Watching Murtlock approach alone, Jenkins recalls a childhood memory that he shared with Moreland, a fear that a lone approaching figure was Apollyon, the fiend from The Pilgrim’s Progress; “a lively portrayal of the fiend in an illustration, realistically depicting his goat’s horns, bat’s wings, lion’s claws, lizard’s legs — the terror of that image, bursting out from an otherwise at moments prosy narrative, had imbedded itself for all time in the [Moreland’s] imagination. ” [HSH 216/233 ]
John Bunyan published the allegory The Pilgrim’s Progress in 1677. It has remained in print since then, appearing in multiple editions with many different illustrators, and is still widely read as a Christian lesson. Apollyon, the Destroyer, is the rebel angel who battles the hero Christian. Our narrator is a bit unreliable; Jenkins and Mortland’s memory does not quite match Bunyan’s description:
We are not sure which illustration Jenkins and Moreland remembered from their childhoods. The illustration by William Blake (1824-1827) shows the terrifying Apollyon in frightening detail, with the scales worthy of pride, but Blake’s originals were watercolors and were not published with a text of the Pilgrim’s progress at the time (Norvig, 1993). The are currently in the Frick Collection, which exhibits them intermittently.
A number of Victorian illustrators took on the subject.

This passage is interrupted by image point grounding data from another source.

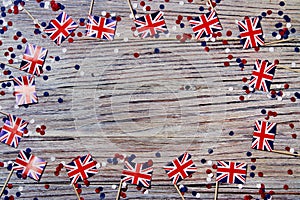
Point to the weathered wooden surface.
(175, 101)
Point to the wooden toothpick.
(119, 190)
(75, 189)
(7, 180)
(131, 9)
(91, 7)
(216, 190)
(182, 197)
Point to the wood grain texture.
(175, 101)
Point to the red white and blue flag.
(264, 135)
(29, 165)
(12, 131)
(25, 90)
(180, 168)
(137, 174)
(33, 59)
(60, 28)
(101, 27)
(262, 75)
(151, 25)
(231, 172)
(81, 168)
(205, 25)
(251, 34)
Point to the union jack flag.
(137, 173)
(231, 172)
(262, 75)
(60, 28)
(251, 33)
(12, 131)
(205, 25)
(151, 25)
(101, 27)
(263, 135)
(81, 168)
(180, 168)
(25, 90)
(33, 59)
(29, 165)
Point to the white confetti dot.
(278, 37)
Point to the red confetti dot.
(228, 33)
(293, 99)
(290, 172)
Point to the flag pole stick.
(7, 179)
(182, 197)
(75, 189)
(119, 190)
(131, 9)
(278, 41)
(91, 7)
(3, 113)
(286, 153)
(216, 190)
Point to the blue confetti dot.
(77, 67)
(46, 94)
(157, 155)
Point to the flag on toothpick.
(81, 168)
(205, 25)
(264, 135)
(12, 131)
(33, 59)
(262, 75)
(60, 28)
(231, 172)
(180, 168)
(25, 90)
(101, 27)
(29, 165)
(151, 25)
(137, 174)
(251, 34)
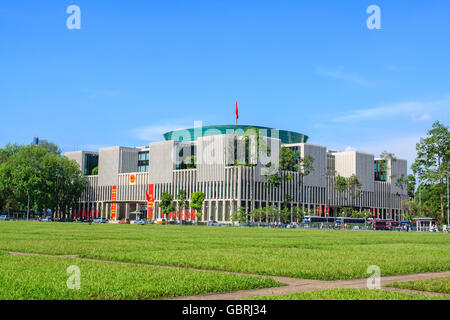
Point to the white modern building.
(230, 165)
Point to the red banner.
(151, 199)
(114, 204)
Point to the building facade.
(230, 164)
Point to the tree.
(430, 200)
(341, 185)
(38, 178)
(166, 203)
(432, 164)
(410, 209)
(197, 199)
(411, 185)
(298, 213)
(349, 185)
(354, 187)
(347, 212)
(290, 161)
(240, 215)
(183, 203)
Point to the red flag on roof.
(236, 113)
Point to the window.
(143, 161)
(380, 170)
(90, 163)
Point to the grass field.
(44, 278)
(351, 294)
(441, 285)
(309, 254)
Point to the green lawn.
(311, 254)
(44, 278)
(351, 294)
(441, 285)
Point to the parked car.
(160, 221)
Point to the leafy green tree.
(341, 185)
(38, 178)
(347, 212)
(271, 213)
(430, 200)
(50, 147)
(298, 213)
(410, 209)
(411, 186)
(290, 161)
(166, 203)
(197, 199)
(432, 164)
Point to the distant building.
(228, 166)
(37, 141)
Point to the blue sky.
(139, 68)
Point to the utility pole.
(28, 206)
(420, 202)
(448, 206)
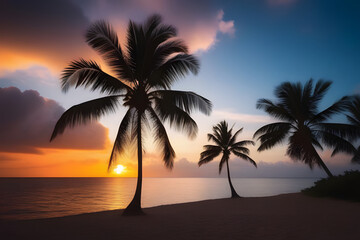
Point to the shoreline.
(284, 216)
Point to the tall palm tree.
(354, 119)
(225, 143)
(144, 71)
(303, 124)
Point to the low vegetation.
(346, 186)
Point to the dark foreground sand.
(289, 216)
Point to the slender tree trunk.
(322, 164)
(134, 207)
(233, 192)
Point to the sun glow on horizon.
(119, 169)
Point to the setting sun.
(119, 169)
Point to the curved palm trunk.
(322, 164)
(233, 192)
(134, 208)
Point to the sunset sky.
(246, 48)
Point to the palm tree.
(144, 71)
(225, 143)
(354, 119)
(303, 124)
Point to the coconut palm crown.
(143, 72)
(225, 144)
(306, 128)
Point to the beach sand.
(288, 216)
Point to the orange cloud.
(27, 121)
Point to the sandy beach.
(288, 216)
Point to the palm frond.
(209, 154)
(273, 127)
(85, 112)
(301, 149)
(242, 143)
(338, 143)
(356, 157)
(354, 109)
(338, 107)
(103, 38)
(187, 101)
(173, 69)
(274, 110)
(162, 138)
(233, 138)
(212, 137)
(244, 150)
(224, 159)
(165, 50)
(342, 130)
(178, 118)
(89, 74)
(244, 156)
(272, 134)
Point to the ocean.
(30, 198)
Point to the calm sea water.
(27, 198)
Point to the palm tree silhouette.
(225, 143)
(305, 126)
(354, 119)
(153, 59)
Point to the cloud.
(226, 27)
(27, 121)
(198, 22)
(246, 118)
(52, 32)
(43, 31)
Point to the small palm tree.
(225, 143)
(304, 125)
(354, 119)
(153, 59)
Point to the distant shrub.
(345, 186)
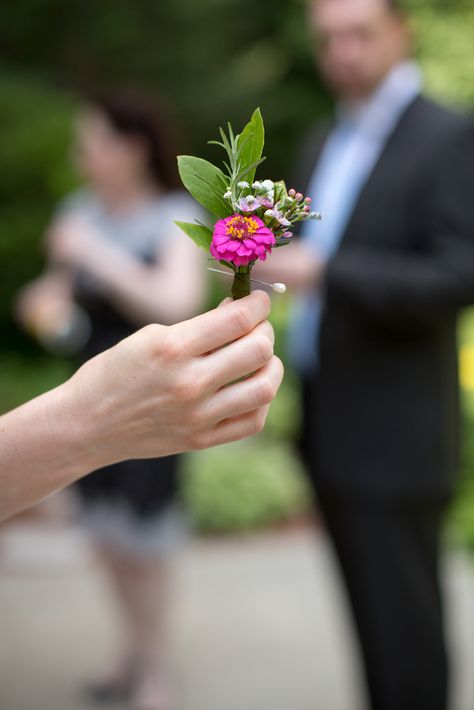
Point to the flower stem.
(241, 285)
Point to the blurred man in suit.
(381, 281)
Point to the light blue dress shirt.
(346, 162)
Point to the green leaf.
(206, 183)
(201, 235)
(250, 144)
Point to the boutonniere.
(253, 217)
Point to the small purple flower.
(276, 214)
(266, 202)
(249, 204)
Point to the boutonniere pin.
(253, 217)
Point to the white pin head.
(276, 287)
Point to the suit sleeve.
(417, 287)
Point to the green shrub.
(244, 486)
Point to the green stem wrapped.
(241, 284)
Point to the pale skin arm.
(164, 390)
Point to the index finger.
(229, 322)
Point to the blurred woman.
(116, 262)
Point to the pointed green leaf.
(251, 142)
(201, 235)
(206, 183)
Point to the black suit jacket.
(384, 403)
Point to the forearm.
(42, 449)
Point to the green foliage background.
(215, 60)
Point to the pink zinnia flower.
(241, 240)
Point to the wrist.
(77, 431)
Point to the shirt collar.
(377, 116)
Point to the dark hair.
(133, 114)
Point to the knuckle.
(264, 348)
(197, 441)
(186, 390)
(260, 417)
(169, 345)
(265, 392)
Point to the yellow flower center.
(240, 227)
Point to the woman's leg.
(140, 585)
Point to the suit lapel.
(387, 163)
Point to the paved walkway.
(257, 623)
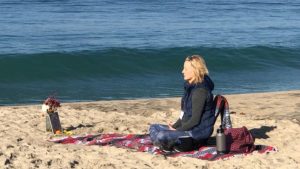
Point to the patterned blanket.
(143, 143)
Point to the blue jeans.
(161, 135)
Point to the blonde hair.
(199, 67)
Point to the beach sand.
(273, 118)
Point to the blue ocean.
(87, 50)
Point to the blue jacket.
(197, 104)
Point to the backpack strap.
(221, 106)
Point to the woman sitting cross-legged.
(195, 124)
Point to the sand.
(274, 119)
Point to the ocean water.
(102, 50)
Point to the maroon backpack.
(238, 140)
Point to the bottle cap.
(220, 130)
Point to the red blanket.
(143, 143)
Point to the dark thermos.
(221, 141)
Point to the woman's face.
(188, 74)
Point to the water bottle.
(221, 141)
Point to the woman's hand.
(170, 127)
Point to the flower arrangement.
(50, 105)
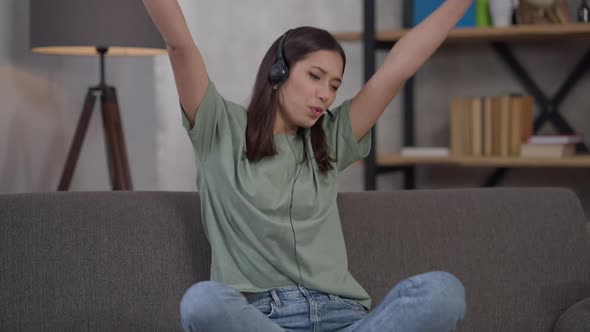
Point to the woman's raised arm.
(190, 73)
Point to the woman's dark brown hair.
(262, 109)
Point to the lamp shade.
(80, 26)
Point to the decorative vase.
(501, 12)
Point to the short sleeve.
(209, 123)
(344, 146)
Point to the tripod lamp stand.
(103, 28)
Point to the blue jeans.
(432, 301)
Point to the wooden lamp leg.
(115, 142)
(74, 153)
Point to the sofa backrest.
(121, 261)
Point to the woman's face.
(309, 91)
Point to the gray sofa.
(120, 261)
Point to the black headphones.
(279, 71)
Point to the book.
(555, 139)
(430, 151)
(530, 150)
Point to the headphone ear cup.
(279, 72)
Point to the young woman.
(268, 184)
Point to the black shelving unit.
(548, 106)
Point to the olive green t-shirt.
(257, 241)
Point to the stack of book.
(550, 146)
(490, 125)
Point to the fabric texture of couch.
(121, 261)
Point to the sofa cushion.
(575, 319)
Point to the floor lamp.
(103, 28)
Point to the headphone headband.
(279, 71)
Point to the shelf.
(518, 32)
(582, 160)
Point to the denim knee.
(446, 294)
(198, 305)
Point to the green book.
(482, 13)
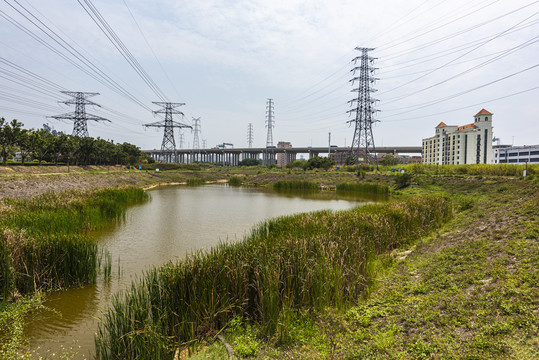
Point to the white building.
(456, 145)
(507, 154)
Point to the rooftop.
(483, 112)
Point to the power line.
(94, 71)
(104, 26)
(79, 116)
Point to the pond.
(174, 222)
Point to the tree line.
(53, 147)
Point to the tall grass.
(295, 185)
(305, 261)
(44, 242)
(471, 169)
(364, 187)
(195, 181)
(235, 180)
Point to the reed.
(295, 185)
(195, 181)
(44, 241)
(363, 187)
(471, 169)
(305, 261)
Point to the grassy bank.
(468, 292)
(364, 187)
(307, 261)
(44, 241)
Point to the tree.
(297, 164)
(249, 162)
(23, 141)
(318, 162)
(3, 140)
(389, 160)
(9, 137)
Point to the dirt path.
(30, 181)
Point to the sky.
(436, 60)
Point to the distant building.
(466, 144)
(339, 157)
(405, 159)
(507, 154)
(283, 159)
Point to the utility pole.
(329, 144)
(270, 123)
(363, 141)
(80, 117)
(196, 133)
(182, 139)
(168, 146)
(250, 135)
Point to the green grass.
(364, 187)
(44, 241)
(306, 261)
(235, 180)
(467, 292)
(195, 181)
(472, 169)
(295, 185)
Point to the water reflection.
(176, 221)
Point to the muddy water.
(176, 221)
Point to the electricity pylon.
(250, 135)
(80, 117)
(270, 123)
(168, 146)
(196, 133)
(363, 141)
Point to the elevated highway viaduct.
(232, 156)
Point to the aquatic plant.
(195, 181)
(305, 261)
(235, 180)
(44, 242)
(363, 187)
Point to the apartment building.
(466, 144)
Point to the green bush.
(304, 261)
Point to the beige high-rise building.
(456, 145)
(284, 158)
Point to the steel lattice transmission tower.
(182, 139)
(196, 133)
(363, 107)
(80, 117)
(270, 123)
(250, 135)
(168, 146)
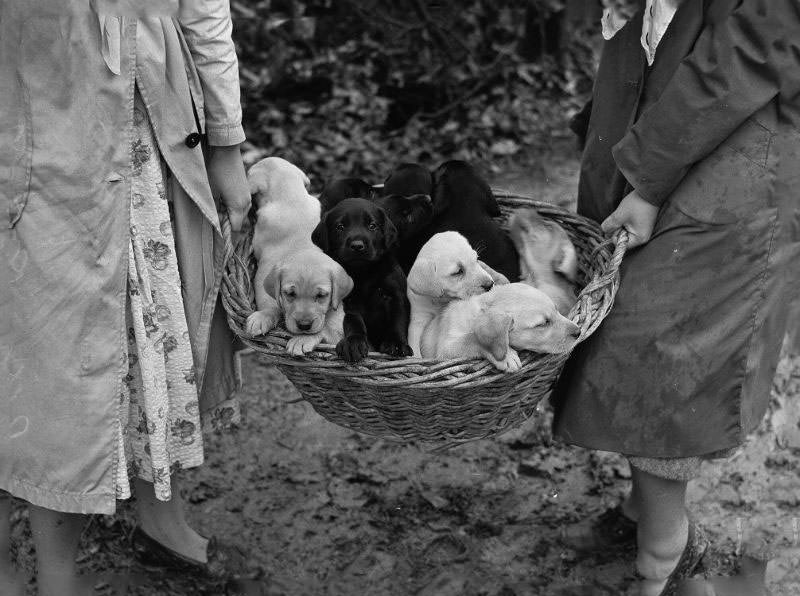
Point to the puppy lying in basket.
(409, 212)
(496, 324)
(446, 269)
(360, 236)
(295, 281)
(548, 260)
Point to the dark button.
(193, 140)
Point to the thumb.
(612, 223)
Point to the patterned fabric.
(658, 14)
(161, 422)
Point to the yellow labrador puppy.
(496, 324)
(548, 260)
(307, 289)
(285, 218)
(446, 269)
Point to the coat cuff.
(224, 135)
(653, 184)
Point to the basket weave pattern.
(429, 400)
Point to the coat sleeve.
(207, 27)
(738, 65)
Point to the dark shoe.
(224, 560)
(696, 547)
(612, 529)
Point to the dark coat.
(710, 133)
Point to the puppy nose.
(358, 245)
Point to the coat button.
(193, 140)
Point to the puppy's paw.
(397, 349)
(260, 322)
(511, 362)
(299, 345)
(353, 348)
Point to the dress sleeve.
(207, 26)
(738, 65)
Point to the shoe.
(696, 547)
(225, 561)
(611, 530)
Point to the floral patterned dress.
(160, 430)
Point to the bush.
(353, 87)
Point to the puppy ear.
(566, 261)
(272, 283)
(341, 285)
(422, 277)
(389, 231)
(497, 277)
(491, 332)
(320, 234)
(441, 198)
(490, 203)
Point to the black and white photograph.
(400, 298)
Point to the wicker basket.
(428, 400)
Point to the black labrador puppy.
(360, 236)
(410, 214)
(339, 189)
(409, 179)
(463, 202)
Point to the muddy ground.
(328, 512)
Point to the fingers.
(237, 217)
(611, 224)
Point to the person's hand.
(635, 215)
(229, 182)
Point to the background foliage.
(351, 87)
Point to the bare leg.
(56, 537)
(10, 581)
(663, 528)
(165, 521)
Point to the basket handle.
(227, 233)
(621, 238)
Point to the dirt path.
(330, 512)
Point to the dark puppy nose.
(358, 245)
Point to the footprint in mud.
(445, 549)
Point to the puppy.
(409, 179)
(360, 236)
(496, 324)
(339, 189)
(548, 260)
(308, 288)
(285, 218)
(410, 214)
(446, 269)
(463, 202)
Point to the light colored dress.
(67, 78)
(160, 426)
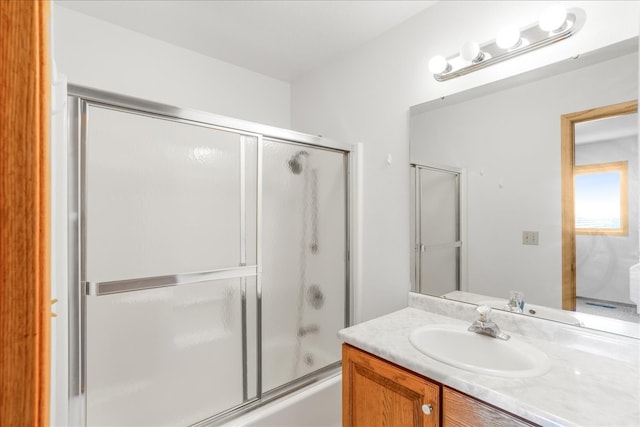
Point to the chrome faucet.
(485, 326)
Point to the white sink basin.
(536, 311)
(456, 346)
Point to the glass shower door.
(169, 268)
(437, 230)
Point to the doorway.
(599, 246)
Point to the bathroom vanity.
(411, 398)
(591, 377)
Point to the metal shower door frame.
(79, 99)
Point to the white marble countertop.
(594, 378)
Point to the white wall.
(365, 97)
(97, 54)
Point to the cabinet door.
(459, 410)
(378, 393)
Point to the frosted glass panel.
(439, 234)
(438, 271)
(159, 357)
(439, 207)
(304, 250)
(162, 197)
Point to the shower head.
(295, 162)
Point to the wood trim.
(567, 156)
(25, 304)
(621, 168)
(458, 409)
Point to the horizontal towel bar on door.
(424, 248)
(140, 284)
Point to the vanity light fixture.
(554, 24)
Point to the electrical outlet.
(529, 237)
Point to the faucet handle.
(484, 311)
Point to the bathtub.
(317, 405)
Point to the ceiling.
(281, 39)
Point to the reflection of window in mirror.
(601, 198)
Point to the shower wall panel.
(304, 260)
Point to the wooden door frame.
(25, 299)
(567, 156)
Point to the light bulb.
(470, 52)
(508, 37)
(438, 65)
(553, 18)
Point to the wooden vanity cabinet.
(376, 392)
(460, 410)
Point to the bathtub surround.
(594, 378)
(220, 244)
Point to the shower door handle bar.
(144, 283)
(423, 248)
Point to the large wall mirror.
(506, 140)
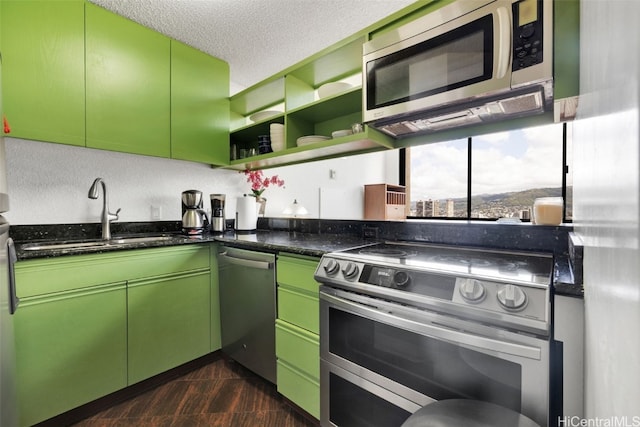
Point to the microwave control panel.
(527, 34)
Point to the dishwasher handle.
(251, 263)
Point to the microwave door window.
(447, 67)
(455, 59)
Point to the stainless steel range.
(405, 324)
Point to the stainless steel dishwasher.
(248, 308)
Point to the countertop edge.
(306, 244)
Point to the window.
(490, 176)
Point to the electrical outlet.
(156, 212)
(369, 232)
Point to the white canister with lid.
(547, 211)
(246, 214)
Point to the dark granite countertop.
(264, 240)
(308, 241)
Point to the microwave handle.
(503, 18)
(435, 331)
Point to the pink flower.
(259, 182)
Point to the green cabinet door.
(199, 106)
(168, 322)
(128, 85)
(43, 69)
(70, 349)
(297, 328)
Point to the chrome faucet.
(93, 194)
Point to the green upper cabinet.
(43, 69)
(199, 106)
(127, 85)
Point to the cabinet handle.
(12, 259)
(263, 265)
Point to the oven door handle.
(441, 332)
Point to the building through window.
(491, 176)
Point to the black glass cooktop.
(503, 265)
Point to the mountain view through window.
(508, 171)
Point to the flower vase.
(262, 204)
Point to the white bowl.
(340, 133)
(310, 139)
(263, 115)
(333, 88)
(277, 136)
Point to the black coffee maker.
(217, 212)
(194, 218)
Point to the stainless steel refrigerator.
(8, 299)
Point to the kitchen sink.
(85, 244)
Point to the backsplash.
(48, 184)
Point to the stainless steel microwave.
(469, 62)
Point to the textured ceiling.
(258, 38)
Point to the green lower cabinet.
(71, 348)
(299, 347)
(298, 387)
(297, 327)
(89, 325)
(168, 322)
(298, 369)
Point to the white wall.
(48, 183)
(606, 206)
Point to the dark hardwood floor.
(222, 393)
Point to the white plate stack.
(310, 139)
(277, 136)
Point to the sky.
(501, 162)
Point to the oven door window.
(434, 368)
(461, 57)
(355, 407)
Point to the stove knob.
(401, 279)
(350, 271)
(512, 297)
(331, 267)
(472, 290)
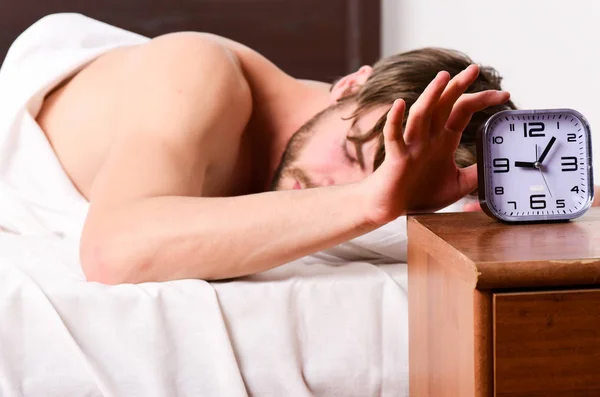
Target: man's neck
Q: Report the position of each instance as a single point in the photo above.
(277, 116)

H.C. Selous and M. Paolo Priolo’s version won a prize competition from the London Art Union but does not quite convey the full force of the terror that would stay in boys’ memories for the rest of their lives (for contemporary reaction, see The Spectator, 13 January 1844 ).
The illustration by William Bell Scott , published in 1887, catches Apollyon’s dynamic force, with plenty of claw and wing, but where are the horns?
The version by Frederick Shields shows Apollyon’s frightening fanged face but just a bit of claw and no wing to match Jenkins’ remembrance. There are many other Apollyons to consider, and new ones continue to appear, like an Apollyon in digital stained glass (Howard, 2014-2015). Perhaps imperfect memory, whether Powell’s, Jenkins’, or Mortland’s, inevitably prevents us from finding the exact fiend illustration that the boys recall; we suspect that like so many of Powell’s verbal images, the artwork that he describes is an olio of many works, mixed by his imagination.